Bear Cat Stacy stood looking off over the mountain sides. He filled his splendidly rounded chest with a deep draft of the morning air,—air as clean and sparkling as a fine wine, and into his veins stole an ardor like intoxication.

In his eyes kindled again that light, which had made Henderson think of volcanoes lying quiet with immeasurable fires slumbering at their hearts.

Last night the boy had fought out the hardest battle of his life, and to-day he was one who had passed a definite mile-post of progress. This morning, too, a seed had dropped and a new life influence was stirring. It would take storm and stress and seasons to bring it to fulfilment, perhaps. The poplar does not grow from seed to great tree in a day—but, this morning, the seed had begun to swell and quicken.

What broke, like the fledgling of a new conception, in Bear Cat's heart, was less palpably but none the less certainly abroad in the air, riding the winds—with varied results.

That an outside voice was speaking: a voice which was dangerous to the old gods of custom, was the conviction entertained, not with elation but with somber resentment in the mind of Kinnard Towers.

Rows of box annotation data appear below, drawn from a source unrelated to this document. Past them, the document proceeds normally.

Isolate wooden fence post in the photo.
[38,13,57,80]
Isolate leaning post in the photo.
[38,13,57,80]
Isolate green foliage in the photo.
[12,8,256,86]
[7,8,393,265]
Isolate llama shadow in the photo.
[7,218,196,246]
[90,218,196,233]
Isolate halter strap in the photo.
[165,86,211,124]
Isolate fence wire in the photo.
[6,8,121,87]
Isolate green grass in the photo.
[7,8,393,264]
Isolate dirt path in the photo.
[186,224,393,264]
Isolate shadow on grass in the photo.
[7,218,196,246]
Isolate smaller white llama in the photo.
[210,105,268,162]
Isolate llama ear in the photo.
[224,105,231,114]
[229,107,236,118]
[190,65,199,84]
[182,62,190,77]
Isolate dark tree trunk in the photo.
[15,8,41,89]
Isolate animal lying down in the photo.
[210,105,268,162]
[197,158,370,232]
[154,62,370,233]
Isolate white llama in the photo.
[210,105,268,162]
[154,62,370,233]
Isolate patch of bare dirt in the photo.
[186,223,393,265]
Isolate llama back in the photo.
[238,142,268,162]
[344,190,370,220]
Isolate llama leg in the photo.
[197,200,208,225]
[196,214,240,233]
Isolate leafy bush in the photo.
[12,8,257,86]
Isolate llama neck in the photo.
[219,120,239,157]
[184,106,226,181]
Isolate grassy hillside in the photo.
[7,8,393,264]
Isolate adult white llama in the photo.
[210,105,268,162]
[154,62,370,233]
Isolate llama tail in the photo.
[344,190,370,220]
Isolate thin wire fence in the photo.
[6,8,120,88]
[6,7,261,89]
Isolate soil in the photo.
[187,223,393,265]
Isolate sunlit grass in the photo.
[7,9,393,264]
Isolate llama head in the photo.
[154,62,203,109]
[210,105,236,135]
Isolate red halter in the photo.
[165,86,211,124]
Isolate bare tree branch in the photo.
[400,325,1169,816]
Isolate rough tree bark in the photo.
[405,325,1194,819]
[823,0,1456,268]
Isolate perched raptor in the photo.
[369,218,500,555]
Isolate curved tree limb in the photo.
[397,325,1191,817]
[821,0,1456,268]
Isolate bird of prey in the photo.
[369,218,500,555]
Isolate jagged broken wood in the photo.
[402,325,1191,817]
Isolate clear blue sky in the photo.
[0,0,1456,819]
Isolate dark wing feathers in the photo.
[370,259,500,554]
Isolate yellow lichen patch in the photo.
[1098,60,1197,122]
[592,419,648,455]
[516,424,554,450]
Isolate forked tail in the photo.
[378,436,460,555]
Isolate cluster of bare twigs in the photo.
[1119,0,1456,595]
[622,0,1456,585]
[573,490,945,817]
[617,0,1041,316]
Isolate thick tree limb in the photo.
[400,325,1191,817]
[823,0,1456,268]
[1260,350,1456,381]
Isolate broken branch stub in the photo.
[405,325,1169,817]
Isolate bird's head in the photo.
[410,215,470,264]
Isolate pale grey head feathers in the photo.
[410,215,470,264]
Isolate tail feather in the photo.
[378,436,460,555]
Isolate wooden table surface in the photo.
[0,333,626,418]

Upon that realization followed a grim resolve to clip the wings of innovation while there was yet time. It was no part of this crude dictator's program to suffer a stranger, with a gift for "glib speech," to curtail his enjoyment of prerogatives built upon a lifetime of stress and proven power.

Back of Cedar Mountain, where there are few telephones, news travels on swift, if unseen wings. Henderson had not been at Lone Stacy's house twenty-four hours when the large excitement of his coming, gathering mythical embellishment as it passed from mouth to mouth, was mysteriously launched.

Wayfarers, meeting in the road and halting for talk, accosted each other thus:

"I heer tell thar's a man over ter Lone Stacy's house thet's done been clar ter ther other world an' back. He's met up with all character of outlanders."

Having come back from "ther other world" did not indeed mean, as might be casually inferred, that Henderson had risen from his grave; relinquishing his shroud for a rehabilitated life. It signified only that he had been "acrost the waters"—a matter almost as vague. So the legend grew as it traveled, endowing Jerry with a "survigrous" importance.

"Folks says," went the rumor, "thet he knows ways fer a man ter make a livin' offen these-hyar tormentin' rocks. Hev ye seed him yit?"